Özçiftçi was a member of Enkaspor, before she transferred to Galatasaray Athletics.

=== 2021 ===
She competed in the 100 m and 200 m events at the 2021 World Athletics U20 Championships in Nairobi, Kenya without success. At the 2021 Summer World University Games in Chengdu, China, she failed to win a medal in the 100 m, 200 m and 4 × 100 m relay events. She won the bronze medal with Şevval Ayaz, Cansu Nimet Sayın, Elif Polat in the 4 × 100 m relay event at the 2021 Islamic Solidarity Games in Konya, which was postponed to 2022 due to COVID-19 pandemic in Turkey.

=== 2022 ===
At the 2022 Balkan Indoor U20 Championships in Belgrade, Serbia, she won the bronze medal in the 60 m, and the silver medal in the 4 × 400 m relay event. The team also set a new national record in 3:48.82.

=== 2023 ===
She competed in the 60 m event at the 2023 Mediterranean U23 Indoor Championships in Valencia, Spain. At the 2023 Europea Team Championships First Division in Chorzów, Poland, she rset her personal best with 23.77 in the 200 m, and season's best with 44.49 in the 4 × 100 m relay event with teammates Sila Koloğlu, Şevval Ayaz, Elif Polat, but failed to receive any medal.
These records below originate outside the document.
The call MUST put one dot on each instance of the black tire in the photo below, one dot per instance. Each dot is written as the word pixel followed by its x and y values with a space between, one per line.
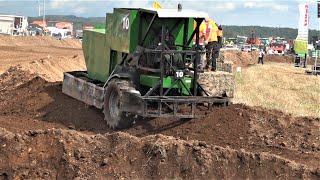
pixel 115 117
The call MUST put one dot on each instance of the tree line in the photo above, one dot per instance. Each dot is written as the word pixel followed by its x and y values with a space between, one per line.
pixel 228 30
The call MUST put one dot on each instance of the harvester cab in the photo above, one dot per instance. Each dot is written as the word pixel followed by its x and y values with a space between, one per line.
pixel 137 66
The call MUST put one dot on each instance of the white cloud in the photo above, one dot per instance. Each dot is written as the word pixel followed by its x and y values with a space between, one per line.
pixel 280 7
pixel 273 5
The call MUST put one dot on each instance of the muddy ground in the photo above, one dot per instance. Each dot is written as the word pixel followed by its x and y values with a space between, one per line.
pixel 45 134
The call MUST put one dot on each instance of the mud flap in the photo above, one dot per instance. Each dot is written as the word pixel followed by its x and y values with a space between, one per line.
pixel 80 88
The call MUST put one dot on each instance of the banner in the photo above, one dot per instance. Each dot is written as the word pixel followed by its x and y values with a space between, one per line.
pixel 156 5
pixel 301 42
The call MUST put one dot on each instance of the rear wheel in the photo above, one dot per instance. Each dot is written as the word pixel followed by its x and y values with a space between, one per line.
pixel 113 114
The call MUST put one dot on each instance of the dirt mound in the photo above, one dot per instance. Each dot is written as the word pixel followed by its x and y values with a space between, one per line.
pixel 38 104
pixel 37 41
pixel 65 154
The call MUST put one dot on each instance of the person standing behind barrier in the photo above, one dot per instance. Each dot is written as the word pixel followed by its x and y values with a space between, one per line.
pixel 219 36
pixel 211 42
pixel 202 33
pixel 261 54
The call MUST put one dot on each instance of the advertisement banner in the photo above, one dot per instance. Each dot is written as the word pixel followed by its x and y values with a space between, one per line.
pixel 301 42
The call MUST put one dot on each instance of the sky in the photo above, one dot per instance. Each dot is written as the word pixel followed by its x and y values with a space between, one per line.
pixel 271 13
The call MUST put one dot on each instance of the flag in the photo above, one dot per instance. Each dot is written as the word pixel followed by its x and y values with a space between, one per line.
pixel 156 5
pixel 301 42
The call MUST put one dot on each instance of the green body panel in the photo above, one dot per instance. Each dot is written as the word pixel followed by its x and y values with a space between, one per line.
pixel 96 53
pixel 151 81
pixel 103 48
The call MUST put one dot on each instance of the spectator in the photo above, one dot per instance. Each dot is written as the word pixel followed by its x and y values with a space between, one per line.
pixel 211 42
pixel 261 54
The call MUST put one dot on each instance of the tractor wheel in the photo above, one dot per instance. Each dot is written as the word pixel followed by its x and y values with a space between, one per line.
pixel 115 117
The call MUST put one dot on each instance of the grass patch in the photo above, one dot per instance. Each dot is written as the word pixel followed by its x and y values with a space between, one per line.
pixel 279 86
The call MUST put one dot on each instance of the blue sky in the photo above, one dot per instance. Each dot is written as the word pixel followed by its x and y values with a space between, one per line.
pixel 272 13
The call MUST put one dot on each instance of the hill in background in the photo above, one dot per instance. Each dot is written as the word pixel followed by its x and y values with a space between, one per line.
pixel 229 31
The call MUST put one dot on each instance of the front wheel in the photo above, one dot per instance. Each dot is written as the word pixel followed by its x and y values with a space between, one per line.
pixel 113 114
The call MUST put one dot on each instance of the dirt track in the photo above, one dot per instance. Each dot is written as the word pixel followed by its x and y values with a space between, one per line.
pixel 46 134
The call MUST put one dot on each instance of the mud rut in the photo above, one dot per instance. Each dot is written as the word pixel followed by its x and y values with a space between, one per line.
pixel 46 134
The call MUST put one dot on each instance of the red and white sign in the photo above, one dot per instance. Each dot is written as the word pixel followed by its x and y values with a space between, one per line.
pixel 303 25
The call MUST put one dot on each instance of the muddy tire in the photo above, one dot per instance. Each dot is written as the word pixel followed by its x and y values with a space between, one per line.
pixel 115 117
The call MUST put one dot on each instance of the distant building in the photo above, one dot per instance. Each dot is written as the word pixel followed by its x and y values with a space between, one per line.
pixel 12 24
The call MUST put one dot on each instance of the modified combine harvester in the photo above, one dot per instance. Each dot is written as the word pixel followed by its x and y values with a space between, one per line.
pixel 138 65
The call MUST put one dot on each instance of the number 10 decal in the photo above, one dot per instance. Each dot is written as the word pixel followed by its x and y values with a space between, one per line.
pixel 179 74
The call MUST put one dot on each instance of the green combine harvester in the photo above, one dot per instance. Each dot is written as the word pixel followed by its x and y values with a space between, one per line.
pixel 141 64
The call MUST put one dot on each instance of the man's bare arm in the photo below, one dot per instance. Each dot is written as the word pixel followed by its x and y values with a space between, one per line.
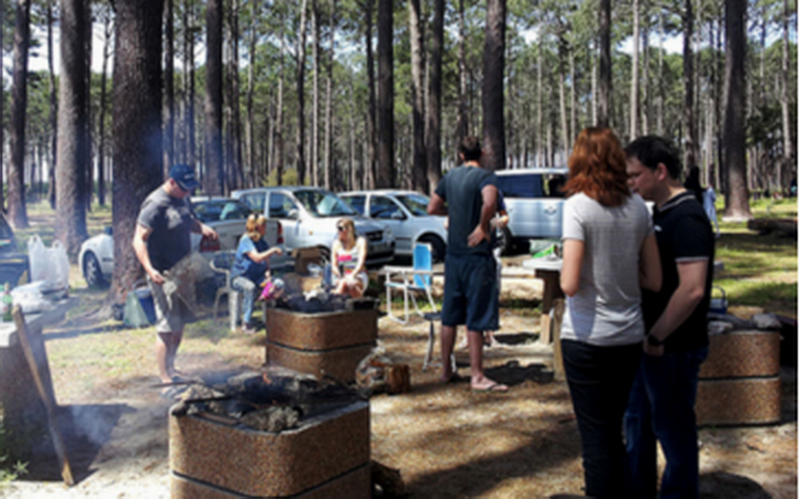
pixel 436 205
pixel 684 300
pixel 482 231
pixel 140 249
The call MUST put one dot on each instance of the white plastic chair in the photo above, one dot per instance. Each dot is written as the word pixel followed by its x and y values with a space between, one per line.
pixel 410 281
pixel 222 263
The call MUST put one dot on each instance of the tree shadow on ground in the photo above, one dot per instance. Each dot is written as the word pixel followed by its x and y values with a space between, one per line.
pixel 74 332
pixel 722 485
pixel 513 373
pixel 515 339
pixel 84 429
pixel 559 443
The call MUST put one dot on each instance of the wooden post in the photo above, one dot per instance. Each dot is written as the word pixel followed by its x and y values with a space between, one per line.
pixel 558 360
pixel 33 347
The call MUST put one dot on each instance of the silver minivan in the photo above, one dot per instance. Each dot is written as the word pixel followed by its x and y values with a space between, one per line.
pixel 309 216
pixel 405 212
pixel 534 202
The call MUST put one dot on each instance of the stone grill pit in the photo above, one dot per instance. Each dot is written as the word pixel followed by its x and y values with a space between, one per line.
pixel 322 334
pixel 271 434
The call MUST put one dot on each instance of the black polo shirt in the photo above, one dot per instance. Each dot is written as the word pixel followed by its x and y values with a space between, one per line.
pixel 684 235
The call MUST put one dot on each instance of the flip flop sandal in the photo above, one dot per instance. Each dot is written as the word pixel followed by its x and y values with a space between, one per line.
pixel 172 393
pixel 456 378
pixel 494 387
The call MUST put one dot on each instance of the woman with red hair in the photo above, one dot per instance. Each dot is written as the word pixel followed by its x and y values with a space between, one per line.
pixel 609 253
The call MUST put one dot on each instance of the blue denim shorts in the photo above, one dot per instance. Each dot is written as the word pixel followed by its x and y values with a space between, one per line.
pixel 470 292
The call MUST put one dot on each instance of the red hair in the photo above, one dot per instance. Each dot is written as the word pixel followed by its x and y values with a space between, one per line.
pixel 597 168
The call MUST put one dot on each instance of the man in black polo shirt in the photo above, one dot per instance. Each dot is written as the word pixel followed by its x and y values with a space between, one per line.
pixel 661 404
She was not successful in the 100 m, 200 m and 4 × 100 m relay events at the 2023 European U23 Championships in Espoo, Finland.

=== 2024 ===
She won the bronze medal in the 60 m event at the 2024 Balkan Indoor Championships in Istanbul, Turkey.

=== 2025 ===
AT the 2025 Turkish Seniors Indoor Athletics Championships, she won the gold medal in the 200 m event, and improved the former record of Sıla Koloğlu to 23.67. She missed the final in the 200 m and 4 × 100 m relay events at the 2025 European U23 Championships in Bergen, Norway. She competed in the 200 m event at the 2025 Summer World University Games in Bochum, Germany. At the 2025 Islamic Solidarity Games in Riyadh, Saudi Arabia, she was part of the national mixed 4 × 400 m relay team with Ismail Nezir, Sıla Koloğlui, Berke Akçam, which won the bronze medal.

=== 2026 ===
She won silver medal in the 100 m, and 4 × 100 m event with Büşra Akay, Bahar Öztürk, Beyzanur Seylan at the 2026 Balkan Championships in Volos, Greece. She took the gold medal in the 100 m and the silver medal in the 200 m event at the 2026 Turkish University Athletşcs Championships in İzmir, and set a new national Inter-University record in the 100 m with 11.53 in İzmir, Turkey on 9 May 2026. She took part in the 100 m event at the 2026 European Championships in Birmingham, United Kingdom without success. She competed at the 2026 Mediterranean Games in Taranto, Italy. She won the bronze medal in the women's 4 × 100 m relay with Büşra Akay, Sıla Koloğlu, Elif Polat, and in the women's 4 × 400 m relay with Sıla Koloğlu, Şilan Ayyıldız, Elif Polat, as well as the gold medal in the mixed 4 × 400 m relay event with Kubilay Ençü, Sıla Koloğlu, İsmail Nezir. On 30 August 2026, the women's 4 × 100 m relay team broke the former national record of 44.38 with 44.05. The mixed 4 × 400 m relay team set a new Games record with 3:14.85 on 2 September 2026.

== Personal life ==
Born on 24 March 2003, Simay Özçiftçi is a native of Karşıyaka in İzmir, wetern Turkey.

She is a student at Istanbul Kent University.